My review for the first Ang Babae sa Septic Tank (first published in my blog, and later, in PDI) couldn’t be more glowing—I found it way too short. For this sequel, I found myself looking at my watch and preparing to sleep, except the old dude behind me had beaten me to it and started snoring.
Eugene, who plays herself with what we assume are artistic exaggerations, had barely enough screen time to satiate our appetite for her perfect comic timing and wit.
This time, it was all Eugene. Unfortunately, the screenplay left her with nothing to do except rattle off formulaic suggestions to what was supposed to be a “serious” romantic film penned and to be directed by Ranier (Kean Cipriano). Thus, one-third of the film is devoted to torturing the audience with local romantic comedy banalities that the filmmakers are supposedly railing against.
And this was so boring. Whereas the first movie commented on the state of indie filmmaking and the inclination to exploit the poor (poverty porn), romcoms are hardly anything to be angry about especially compared to the larger issues in the country today.

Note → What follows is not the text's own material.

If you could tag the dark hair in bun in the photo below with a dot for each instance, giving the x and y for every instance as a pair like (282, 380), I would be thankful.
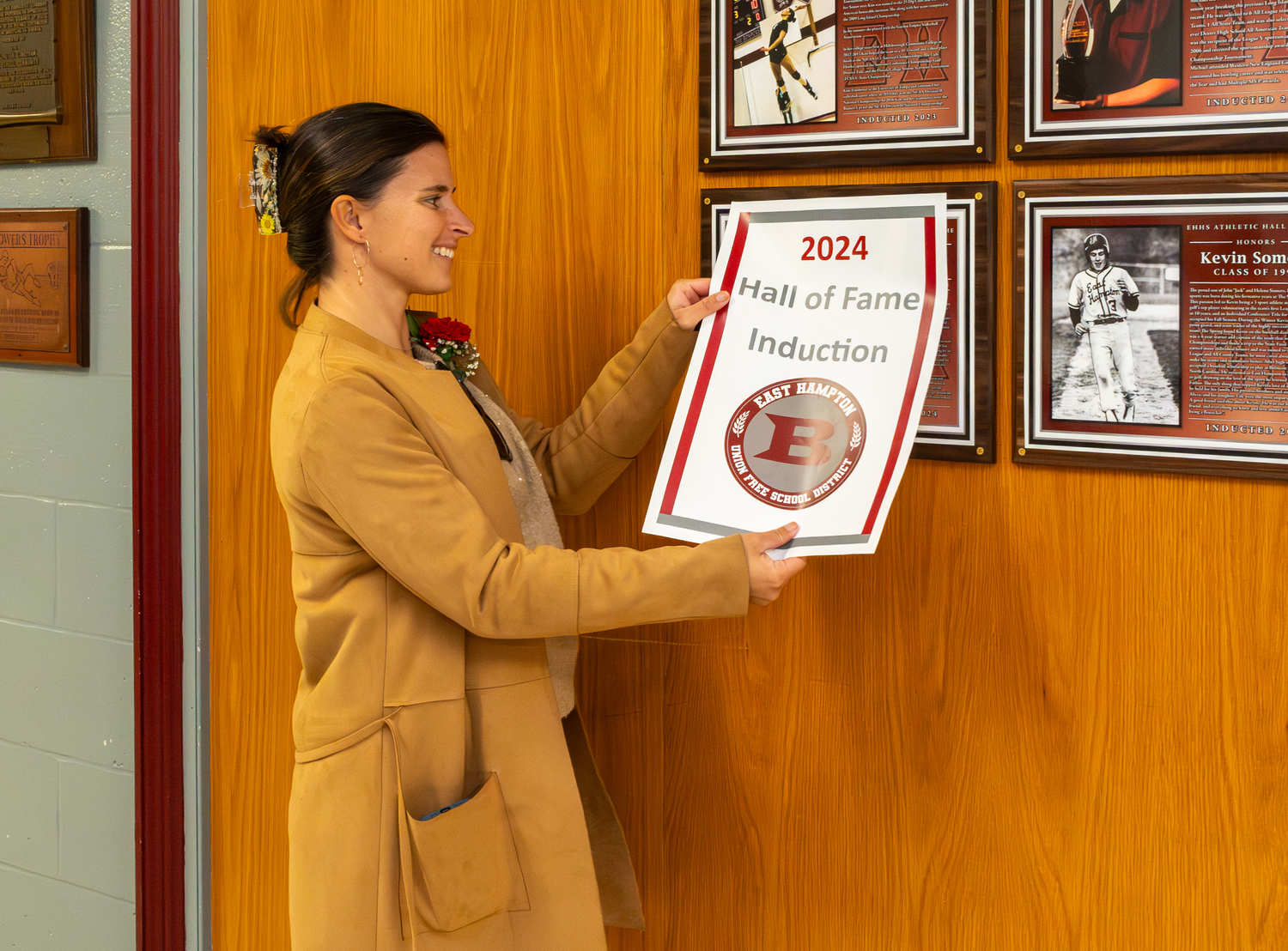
(352, 149)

This self-mockery is what makes “Ang Babae” both comical and enlightening: where does one draw the line between exposing and exploiting the truth? How do you present this truth in an honest way? And why not a musical?
And maybe, because there’s ultimately nothing to rage about romcoms (walang panghuhugutan), there wasn’t enough motivation to seek this truth. (Translation: 1.5 hours would be too long to make a competent commentary on local romcoms and writer Chris Martinez knew that.) It was only during the last 20 minutes of the film when Eugene, in a stunning turn of serious acting (because prior to this scene, all she had been doing were sketches), and Kean began to engage in a debate about this “truth” that my brain kicked into first gear and started thinking, but their conversation lasted only for 5 minutes and that was that.
Without leaving a spoiler, I loved the cameos toward the end; I thought how self-assured of them to take on their roles.
My rating: skip this in the MMFF lineup. After this and the Kimmy Dora sequels, Chris has Here Comes the Bride left to botch. I hope he leaves it as it is.